Article Text
Abstract
Background Preconception carrier screening (PCS) provides the potential to empower couples to make reproductive choices before having an affected child. An important question is what factors influence the decision to use or not use PCS.
Methods We analysed the relationship between knowledge, attitudes and intentions to participate in PCS using logistic regression in 832 participants in Western Australia.
Results Two-thirds of participants said they would take the test, with 92% of these supporting screening for diseases reducing the lifespan of children and infants.
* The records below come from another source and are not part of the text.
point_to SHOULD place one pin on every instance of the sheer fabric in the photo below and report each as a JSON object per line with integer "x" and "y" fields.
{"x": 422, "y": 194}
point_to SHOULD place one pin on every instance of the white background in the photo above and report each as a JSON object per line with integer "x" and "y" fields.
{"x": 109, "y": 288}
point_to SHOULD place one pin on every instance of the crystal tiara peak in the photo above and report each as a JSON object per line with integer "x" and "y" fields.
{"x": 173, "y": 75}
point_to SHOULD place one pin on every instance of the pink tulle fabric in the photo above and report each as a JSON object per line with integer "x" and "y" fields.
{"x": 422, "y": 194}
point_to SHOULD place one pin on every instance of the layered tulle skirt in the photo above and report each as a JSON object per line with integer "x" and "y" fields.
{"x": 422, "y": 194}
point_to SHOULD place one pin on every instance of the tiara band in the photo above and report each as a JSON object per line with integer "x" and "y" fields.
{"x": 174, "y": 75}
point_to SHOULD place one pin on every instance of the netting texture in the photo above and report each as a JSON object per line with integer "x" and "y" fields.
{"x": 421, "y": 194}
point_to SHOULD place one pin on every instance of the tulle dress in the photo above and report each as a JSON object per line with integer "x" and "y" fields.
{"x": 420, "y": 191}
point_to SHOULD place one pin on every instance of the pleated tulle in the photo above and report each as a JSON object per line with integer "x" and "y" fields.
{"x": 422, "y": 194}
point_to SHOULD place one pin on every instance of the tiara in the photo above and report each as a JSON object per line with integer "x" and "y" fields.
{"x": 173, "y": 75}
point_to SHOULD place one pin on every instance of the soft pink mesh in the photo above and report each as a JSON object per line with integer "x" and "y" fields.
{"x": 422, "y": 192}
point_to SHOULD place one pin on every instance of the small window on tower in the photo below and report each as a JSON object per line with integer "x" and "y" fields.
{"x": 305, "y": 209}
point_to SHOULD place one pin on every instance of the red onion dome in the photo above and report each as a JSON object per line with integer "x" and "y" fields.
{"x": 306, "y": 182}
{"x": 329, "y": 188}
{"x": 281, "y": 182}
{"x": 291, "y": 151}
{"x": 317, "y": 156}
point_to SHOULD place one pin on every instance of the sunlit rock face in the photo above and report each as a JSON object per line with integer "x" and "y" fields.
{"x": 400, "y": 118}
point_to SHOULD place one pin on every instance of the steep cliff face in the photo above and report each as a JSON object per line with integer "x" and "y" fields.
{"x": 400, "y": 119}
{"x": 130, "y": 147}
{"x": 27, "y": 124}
Those who had good genetic knowledge were seven times more likely to intend to use PCS (p≤0.001), while those with high genetic knowledge were four times more likely to (p=0.002) and raised concerns such as insurance and confidentiality.
Decreasing genetic knowledge correlated positively with religiosity and apprehension (p≤0.001), which correlated negatively with intention to use PCS (p≤0.001). Increasing genetic knowledge correlated positively with factors representing positive attitudes (p≤0.001), which correlated positively with intention to use PCS (p≤0.001). Many participants with good genetic knowledge nevertheless answered questions that tested understanding incorrectly.
80% of participants stated they would prefer to access the test through their general practitioners and 30% would pay up to $A200.
Conclusions Knowledge is instrumental in influencing participation. Having good genetic knowledge may not be enough to understand core concepts of PCS and may impact informed decision-making. This study recommends that continuous education of health professionals and thus the community, in PCS is crucial to reduce misconceptions.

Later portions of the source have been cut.